Emmanuelle Seigner, Anne Dorval, Kool Shen, Tahar Rahim, Bouli Lanners, Gabin Verdet, Monia Chokri, Alice Taglioni, Dominique Blanc

103 min.
9 novembre 2016
RÉPARER LES VIVANTS (selon Christie)

Simon, un adolescent amoureux, avide de vivre et passionné de surf, est grièvement blessé dans un accident de voiture. Il souffre d’un traumatisme crânien incurable, et très vite, les médecins le déclarent en état de mort cérébrale. Aux parents de Simon (Emmanuelle Seigner et Kool Shen), ravagés par une souffrance qui dépasse les mots et l’imagination, le corps médical suggère d’envisager un don d’organe.

Adapté du best-seller de Maylis de Kerangal, Réparer les vivants relève l’audacieux défi de porter à l’écran deux sujets sensibles et encore très tabous dans nos sociétés occidentales : la mort et le don d’organe.
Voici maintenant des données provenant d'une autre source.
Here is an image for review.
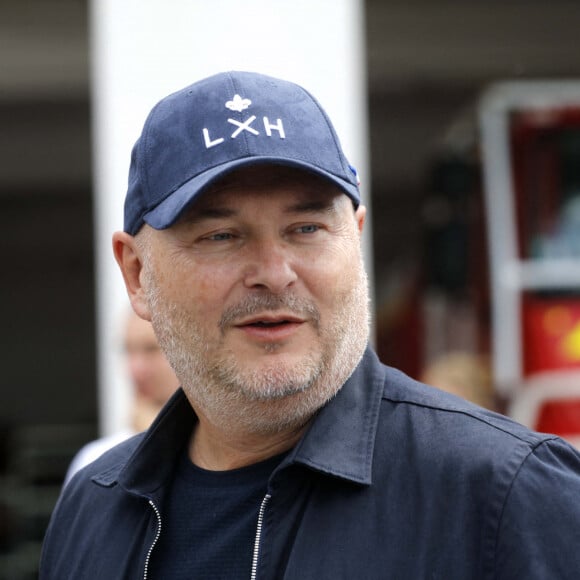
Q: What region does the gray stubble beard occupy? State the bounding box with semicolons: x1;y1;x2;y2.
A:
145;256;369;434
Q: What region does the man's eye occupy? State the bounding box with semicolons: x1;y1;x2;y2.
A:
206;232;233;242
297;224;320;234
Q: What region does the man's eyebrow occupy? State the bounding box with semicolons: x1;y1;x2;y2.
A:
286;198;336;213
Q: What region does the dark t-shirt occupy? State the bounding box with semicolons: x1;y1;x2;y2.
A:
149;453;283;580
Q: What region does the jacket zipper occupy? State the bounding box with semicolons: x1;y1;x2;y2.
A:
143;499;161;580
250;493;272;580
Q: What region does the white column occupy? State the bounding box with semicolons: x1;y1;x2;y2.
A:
90;0;372;434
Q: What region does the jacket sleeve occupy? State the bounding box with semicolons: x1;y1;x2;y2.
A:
493;438;580;580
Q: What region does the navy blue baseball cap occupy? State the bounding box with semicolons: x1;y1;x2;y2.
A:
124;72;360;235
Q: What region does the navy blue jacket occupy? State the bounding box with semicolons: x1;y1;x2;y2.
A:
40;350;580;580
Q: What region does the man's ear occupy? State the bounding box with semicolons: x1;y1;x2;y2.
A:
354;205;367;233
113;232;151;320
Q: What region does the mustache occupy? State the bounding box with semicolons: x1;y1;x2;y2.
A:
219;293;320;331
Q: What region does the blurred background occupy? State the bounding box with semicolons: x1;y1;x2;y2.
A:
0;0;580;579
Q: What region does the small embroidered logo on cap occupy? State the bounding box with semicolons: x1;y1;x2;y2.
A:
226;95;252;113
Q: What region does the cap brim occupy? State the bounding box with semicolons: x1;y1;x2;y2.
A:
143;157;360;230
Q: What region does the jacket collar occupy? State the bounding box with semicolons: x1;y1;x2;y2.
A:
93;348;384;497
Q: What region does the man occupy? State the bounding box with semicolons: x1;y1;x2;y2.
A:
64;310;179;485
41;72;580;580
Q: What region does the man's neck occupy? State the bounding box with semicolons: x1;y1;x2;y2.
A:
189;415;306;471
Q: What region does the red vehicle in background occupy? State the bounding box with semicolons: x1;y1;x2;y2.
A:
479;81;580;443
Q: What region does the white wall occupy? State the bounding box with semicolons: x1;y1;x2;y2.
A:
90;0;371;434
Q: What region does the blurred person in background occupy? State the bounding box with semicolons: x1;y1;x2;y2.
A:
420;351;497;411
64;310;179;485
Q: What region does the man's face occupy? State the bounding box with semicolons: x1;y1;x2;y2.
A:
138;168;368;431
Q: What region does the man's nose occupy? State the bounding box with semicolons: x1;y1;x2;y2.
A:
244;240;297;294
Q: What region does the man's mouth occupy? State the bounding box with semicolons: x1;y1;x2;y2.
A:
244;320;291;328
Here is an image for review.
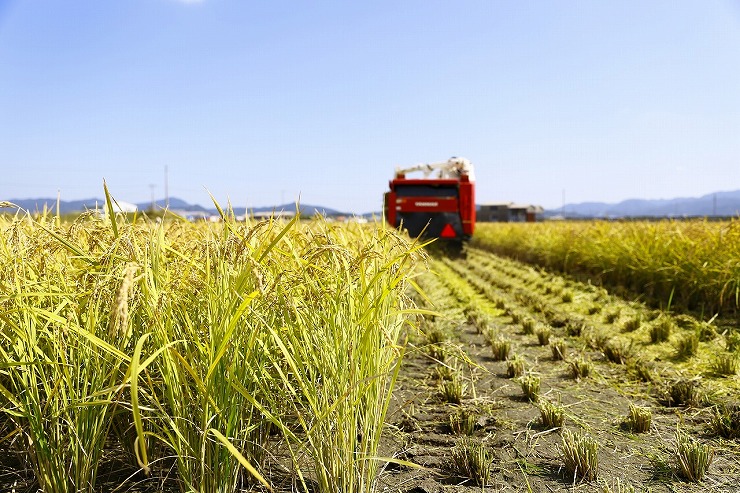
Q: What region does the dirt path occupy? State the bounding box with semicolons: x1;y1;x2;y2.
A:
378;250;740;493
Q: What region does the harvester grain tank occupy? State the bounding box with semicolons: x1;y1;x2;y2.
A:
384;157;475;242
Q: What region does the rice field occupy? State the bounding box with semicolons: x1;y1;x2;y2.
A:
0;211;740;493
0;202;420;493
473;219;740;316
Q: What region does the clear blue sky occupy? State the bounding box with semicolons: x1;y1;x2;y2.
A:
0;0;740;213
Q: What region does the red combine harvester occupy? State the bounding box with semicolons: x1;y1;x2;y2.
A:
384;157;475;243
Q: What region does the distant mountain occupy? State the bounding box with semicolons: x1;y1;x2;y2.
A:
0;197;351;216
546;190;740;217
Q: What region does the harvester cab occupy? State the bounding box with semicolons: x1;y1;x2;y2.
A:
384;157;475;243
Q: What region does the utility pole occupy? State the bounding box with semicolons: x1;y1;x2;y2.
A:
164;164;170;209
560;189;565;219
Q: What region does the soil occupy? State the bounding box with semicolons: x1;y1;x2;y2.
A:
377;248;740;493
0;250;740;493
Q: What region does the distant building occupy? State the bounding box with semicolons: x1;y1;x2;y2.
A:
476;202;545;223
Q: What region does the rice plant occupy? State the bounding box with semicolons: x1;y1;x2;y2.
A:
535;325;552;346
711;353;740;376
439;374;467;404
664;379;701;407
473;218;740;313
630;359;655;382
650;316;674;343
601;478;636;493
550;339;567;361
676;332;699;358
674;430;714;482
725;330;740;353
449;409;480;436
450;437;494;487
627;403;653;433
560;429;599;482
506;354;527;378
522;318;536;335
604;307;622;324
603;339;632;365
568;356;593;380
622;315;642;332
538;399;565;428
490;336;511;361
0;202;422;493
709;403;740;440
519;374;540;402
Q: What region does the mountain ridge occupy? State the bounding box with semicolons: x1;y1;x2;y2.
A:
546;190;740;218
0;197;351;216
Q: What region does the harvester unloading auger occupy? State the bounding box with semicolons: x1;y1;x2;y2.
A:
384;157;475;243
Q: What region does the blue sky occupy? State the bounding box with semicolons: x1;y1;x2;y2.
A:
0;0;740;213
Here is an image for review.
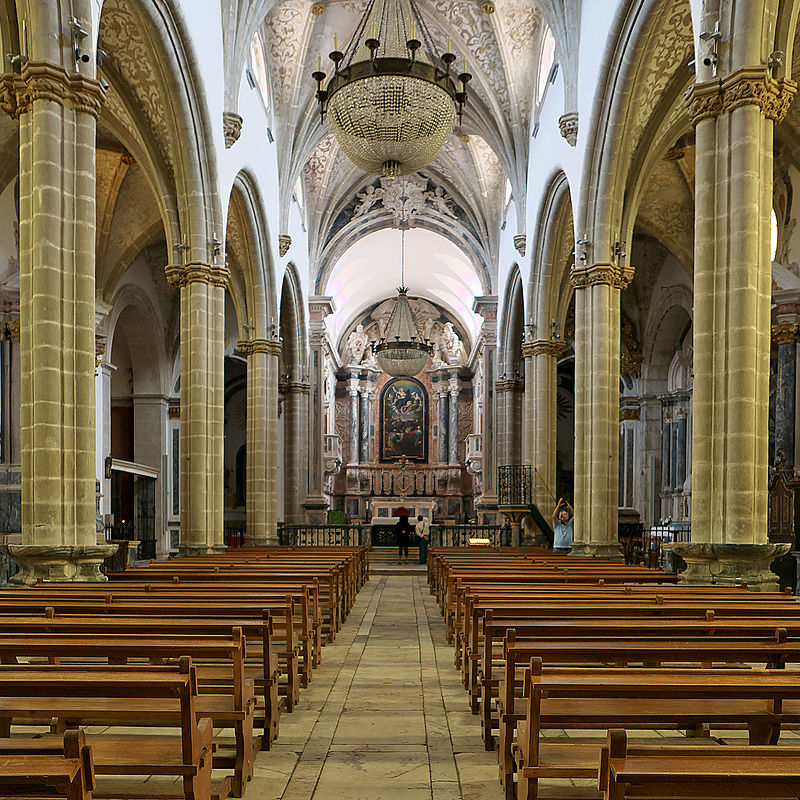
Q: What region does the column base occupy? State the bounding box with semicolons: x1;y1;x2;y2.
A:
569;542;625;562
664;542;791;592
3;544;117;586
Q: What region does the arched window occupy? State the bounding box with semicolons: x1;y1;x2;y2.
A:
536;28;556;103
250;34;270;111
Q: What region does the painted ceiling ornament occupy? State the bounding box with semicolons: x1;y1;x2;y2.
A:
311;0;472;178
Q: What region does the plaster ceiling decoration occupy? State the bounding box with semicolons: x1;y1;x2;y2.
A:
320;228;482;341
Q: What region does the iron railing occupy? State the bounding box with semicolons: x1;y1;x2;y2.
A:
497;464;533;506
278;522;370;547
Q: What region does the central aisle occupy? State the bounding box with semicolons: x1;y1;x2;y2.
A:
252;575;503;800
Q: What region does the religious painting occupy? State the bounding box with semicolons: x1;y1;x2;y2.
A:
380;378;428;463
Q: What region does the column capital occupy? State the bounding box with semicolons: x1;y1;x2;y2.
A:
236;339;281;356
0;61;106;119
522;339;567;358
772;322;800;344
164;262;231;289
686;65;797;125
569;263;630;289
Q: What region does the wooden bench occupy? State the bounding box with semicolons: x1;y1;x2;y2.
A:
598;729;800;800
0;657;219;800
507;659;800;800
0;730;95;800
0;628;256;797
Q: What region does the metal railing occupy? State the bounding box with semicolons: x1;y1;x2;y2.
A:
278;522;371;547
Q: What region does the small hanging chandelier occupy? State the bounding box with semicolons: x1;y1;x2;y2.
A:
312;0;472;178
372;197;433;378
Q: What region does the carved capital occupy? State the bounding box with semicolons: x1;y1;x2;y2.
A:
522;339;567;358
164;262;230;288
570;264;630;289
236;339;281;356
687;66;797;125
6;319;20;342
222;111;242;150
772;322;800;344
0;61;106;119
558;111;578;147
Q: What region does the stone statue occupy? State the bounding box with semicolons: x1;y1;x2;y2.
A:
347;324;369;364
442;322;461;364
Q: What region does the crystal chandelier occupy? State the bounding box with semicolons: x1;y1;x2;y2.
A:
372;197;433;378
312;0;472;178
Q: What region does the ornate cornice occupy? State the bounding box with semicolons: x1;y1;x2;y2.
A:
558;111;578;147
236;339;281;356
0;61;106;119
570;264;630;289
772;322;800;344
222;111;242;150
164;262;231;288
522;339;566;358
687;66;797;125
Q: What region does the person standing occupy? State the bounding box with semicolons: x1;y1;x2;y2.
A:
414;514;431;564
553;497;575;553
394;514;411;564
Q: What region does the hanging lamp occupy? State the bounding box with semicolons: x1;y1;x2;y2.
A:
312;0;472;178
372;196;433;378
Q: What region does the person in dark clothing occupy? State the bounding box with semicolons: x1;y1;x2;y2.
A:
394;514;411;564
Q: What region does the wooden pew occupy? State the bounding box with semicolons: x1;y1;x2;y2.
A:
598;729;800;800
0;730;95;800
513;659;800;800
0;657;219;800
0;628;255;797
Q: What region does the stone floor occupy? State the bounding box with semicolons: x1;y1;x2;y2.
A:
252;575;503;800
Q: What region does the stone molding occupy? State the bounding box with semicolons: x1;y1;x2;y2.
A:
558;111;578;147
0;61;106;119
772;322;800;344
236;339;282;357
222;111;243;150
164;262;231;289
686;66;797;125
522;339;567;358
569;263;630;289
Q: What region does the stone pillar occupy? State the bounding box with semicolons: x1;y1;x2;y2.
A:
303;297;334;524
283;382;309;525
472;295;497;513
359;386;372;464
347;372;361;464
522;339;564;506
672;65;796;589
0;59;115;584
437;386;450;464
568;264;624;559
772;320;800;465
237;339;281;545
166;263;228;555
447;370;460;464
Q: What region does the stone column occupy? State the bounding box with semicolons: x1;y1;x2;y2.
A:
347;372;361;464
303;297;332;524
237;339;281;545
522;339;564;506
283;381;309;525
359;385;372;464
0;59;114;584
437;386;450;464
772;320;800;464
166;263;228;555
672;69;796;589
447;370;460;464
568;264;624;559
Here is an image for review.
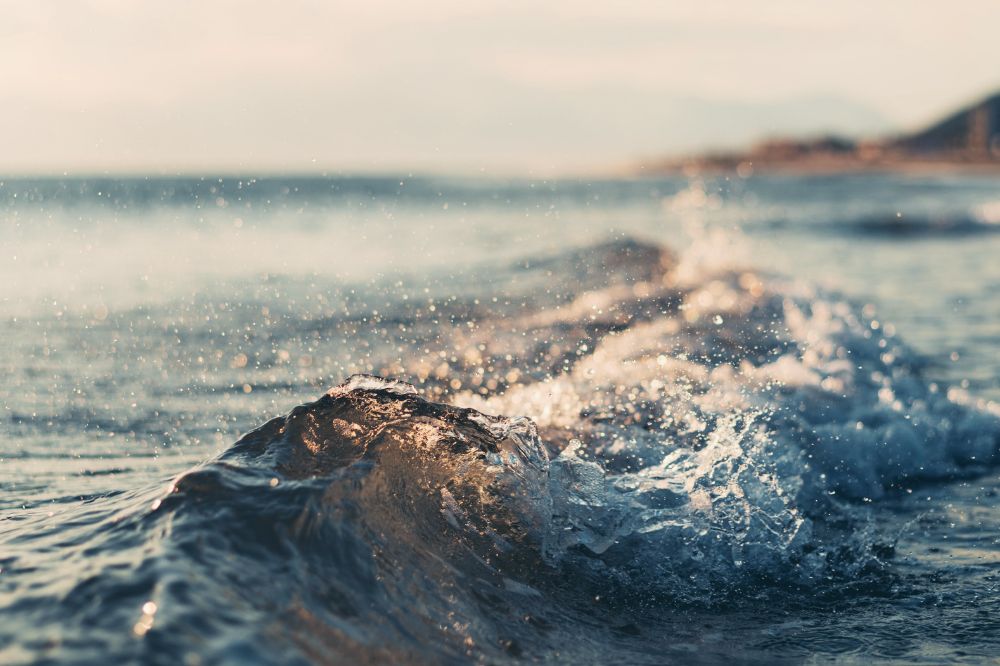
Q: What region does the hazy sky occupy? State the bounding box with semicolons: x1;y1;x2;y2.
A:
0;0;1000;173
Brillamment mis en scène par Katell Quillévéré (lire notre interview), le film donne encore plus d’ampleur au livre en offrant au spectateur un angle de vue à 360 degrés sur ces délicates questions [1].

En suivant le voyage d’un cœur encore plein de vie, la narration est à l’image de cette transplantation et invite le spectateur à pénétrer avec une grande pudeur dans l’intimité émotionnelle de toutes les parties impliquées. De Simon et ses parents affligés par une incommensurable douleur et brusquement confrontés à un terrible dilemme, en passant par la délicate position du corps médical et du personnel soignant, jusqu’au receveur (Anne Dorval) et à sa famille, la jeune réalisatrice parvient à nous plonger dans la temporalité sensible de chacun des protagonistes. En développant son sujet à travers trois angles de vue qui l’un après l’autre se relaient, le film ne se limite donc pas à une littéralité clinique mais met en scène une mosaïque familiale et socialement plurielle derrière laquelle se révèlent des vies et des êtres extraordinairement humains, parfois en proie à des sentiments contradictoires, et qui, pour beaucoup, détiennent un énorme potentiel identificatoire et cathartique.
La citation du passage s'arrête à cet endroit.